Friday, September 14, 2012

Generating Authentic Power

Our society, it seems, is set up as an accomplishment-driven world. What this means is that we value and measure each other - especially as men - by what we can and what we have done. I must tote around my resume of accomplishments in order to be seen either as a man of my word or as a valued, results-producing go-getter.

But when men reach a certain age or level of maturity, accomplishments are no longer the measure of worth.  In the second half of life (as Richard Rohr calls it) our goal is more about creating worth through what we give rather than what we get or win. This all came to a head yesterday as I talked with a friend and contemporary (he is as old as me) who was signing up for a goal-crunching program in order for him to up his personal integrity.  This man said that in his life he has seen where he has often not accomplished what he said he would and that he has not "shown up as his word" far too often.
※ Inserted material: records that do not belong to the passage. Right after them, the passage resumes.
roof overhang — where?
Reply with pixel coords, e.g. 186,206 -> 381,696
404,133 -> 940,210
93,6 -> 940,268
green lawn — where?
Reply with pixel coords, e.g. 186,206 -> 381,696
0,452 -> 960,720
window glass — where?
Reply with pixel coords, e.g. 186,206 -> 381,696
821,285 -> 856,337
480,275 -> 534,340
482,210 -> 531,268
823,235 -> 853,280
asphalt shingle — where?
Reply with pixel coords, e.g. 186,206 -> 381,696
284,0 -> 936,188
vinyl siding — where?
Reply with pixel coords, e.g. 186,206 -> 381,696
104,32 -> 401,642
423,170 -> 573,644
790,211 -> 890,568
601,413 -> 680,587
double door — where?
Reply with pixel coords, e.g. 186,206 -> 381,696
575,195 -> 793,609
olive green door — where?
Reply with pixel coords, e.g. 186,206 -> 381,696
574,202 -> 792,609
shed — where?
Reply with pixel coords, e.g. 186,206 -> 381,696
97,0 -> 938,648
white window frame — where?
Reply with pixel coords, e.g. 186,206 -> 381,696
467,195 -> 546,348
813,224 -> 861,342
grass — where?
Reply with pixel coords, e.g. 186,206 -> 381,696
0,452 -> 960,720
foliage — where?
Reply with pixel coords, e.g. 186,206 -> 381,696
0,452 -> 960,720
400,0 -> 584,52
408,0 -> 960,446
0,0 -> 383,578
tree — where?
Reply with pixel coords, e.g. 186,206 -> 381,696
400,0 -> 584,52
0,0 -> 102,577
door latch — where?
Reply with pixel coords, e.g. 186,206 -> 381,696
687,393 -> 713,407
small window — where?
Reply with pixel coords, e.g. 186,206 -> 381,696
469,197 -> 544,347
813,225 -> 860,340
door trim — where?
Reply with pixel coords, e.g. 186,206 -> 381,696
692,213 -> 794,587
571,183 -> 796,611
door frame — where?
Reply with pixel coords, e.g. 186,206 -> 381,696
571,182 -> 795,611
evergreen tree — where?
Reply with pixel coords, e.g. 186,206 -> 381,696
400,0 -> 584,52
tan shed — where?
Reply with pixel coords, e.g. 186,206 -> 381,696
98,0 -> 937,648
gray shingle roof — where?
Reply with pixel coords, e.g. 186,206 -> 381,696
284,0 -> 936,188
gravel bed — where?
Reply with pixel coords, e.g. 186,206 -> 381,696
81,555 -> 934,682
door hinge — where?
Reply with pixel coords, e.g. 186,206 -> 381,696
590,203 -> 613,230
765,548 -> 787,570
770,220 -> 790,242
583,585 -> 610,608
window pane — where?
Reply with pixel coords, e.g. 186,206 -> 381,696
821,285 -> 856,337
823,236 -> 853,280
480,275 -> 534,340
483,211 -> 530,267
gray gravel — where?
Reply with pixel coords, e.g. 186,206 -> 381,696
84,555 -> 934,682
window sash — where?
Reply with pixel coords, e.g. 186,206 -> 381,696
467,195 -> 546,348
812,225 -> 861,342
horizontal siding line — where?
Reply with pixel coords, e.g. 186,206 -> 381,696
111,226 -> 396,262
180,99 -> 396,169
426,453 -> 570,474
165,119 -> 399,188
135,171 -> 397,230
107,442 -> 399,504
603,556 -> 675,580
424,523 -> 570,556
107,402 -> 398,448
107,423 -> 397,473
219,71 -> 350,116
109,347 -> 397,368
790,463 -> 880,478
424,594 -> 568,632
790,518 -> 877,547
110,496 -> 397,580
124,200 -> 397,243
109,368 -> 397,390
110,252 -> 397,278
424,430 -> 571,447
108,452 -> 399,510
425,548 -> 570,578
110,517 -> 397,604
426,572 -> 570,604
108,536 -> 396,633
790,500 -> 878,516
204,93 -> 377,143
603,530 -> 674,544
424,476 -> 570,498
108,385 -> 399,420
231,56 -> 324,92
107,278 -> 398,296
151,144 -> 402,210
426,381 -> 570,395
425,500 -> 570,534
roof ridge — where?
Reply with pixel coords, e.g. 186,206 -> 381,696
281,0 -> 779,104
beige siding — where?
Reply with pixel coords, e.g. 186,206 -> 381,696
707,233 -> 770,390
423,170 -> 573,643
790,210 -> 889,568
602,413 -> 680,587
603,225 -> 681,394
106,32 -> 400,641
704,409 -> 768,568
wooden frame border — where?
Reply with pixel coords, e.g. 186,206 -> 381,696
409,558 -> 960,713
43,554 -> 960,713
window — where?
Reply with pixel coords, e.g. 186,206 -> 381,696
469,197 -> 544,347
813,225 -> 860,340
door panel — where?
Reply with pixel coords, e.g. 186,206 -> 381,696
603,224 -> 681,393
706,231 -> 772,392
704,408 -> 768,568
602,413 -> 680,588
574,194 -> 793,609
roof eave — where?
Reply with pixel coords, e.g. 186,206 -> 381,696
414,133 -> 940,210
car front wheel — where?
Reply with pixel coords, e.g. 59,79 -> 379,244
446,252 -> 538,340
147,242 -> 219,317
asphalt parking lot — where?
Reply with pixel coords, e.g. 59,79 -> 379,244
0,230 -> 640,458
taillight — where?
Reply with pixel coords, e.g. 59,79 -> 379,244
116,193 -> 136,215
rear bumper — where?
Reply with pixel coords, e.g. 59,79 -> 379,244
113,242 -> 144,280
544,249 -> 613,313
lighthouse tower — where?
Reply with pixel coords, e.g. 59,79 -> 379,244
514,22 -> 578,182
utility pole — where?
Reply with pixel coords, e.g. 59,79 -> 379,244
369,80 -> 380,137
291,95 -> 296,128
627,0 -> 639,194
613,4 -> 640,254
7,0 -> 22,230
I asked him what he though integrity meant to him and he told me that it meant doing what you say you will do.  Well, that may be true, especially in an accomplishment oriented first-half-of-life society.  Integrity is the consistency between what you say and what you do.  But in the second half of life we lose the fascination with trophies and points, so integrity of our word takes on a different texture and flavor. "What if," I asked him, "you looked at integrity as telling the truth about where you are right now?"

The wisdom and power of integrity at that point would look like telling others how much being out of integrity in the past has cost you.  You could look at the wounds and scars you have and say, "This is where I failed to do suchandso a thing, and here is what happens when you don't do that." and so on.  How powerful it is to be fully present to one's failures and the lessons learned from them, instead of pretending that history didn't teach him anything and having him try to (once again) white knuckle through another program of goals and accomplishments. Doing the later would no doubt result in another imbalanced list of losses and a few wins, and further the evidence of his life that he cannot accomplish these huge piles of goals - and that therefore he must suffer one more hit to his pride and integrity in the accomplishment world.

Enough is enough! He does not need anymore evidence.  What he needs, if anything, is the ability to tell the truth and to be fully aware and present to his results and lack thereof. Then, standing in the truth, fully aware of the associated pains and joys of his life, he can finally claim his authority - authority in his own life and his authority for the wisdom he dispenses. It may be hard to face the truth, and even harder to stay fully present to it, but the power that reveals is immense.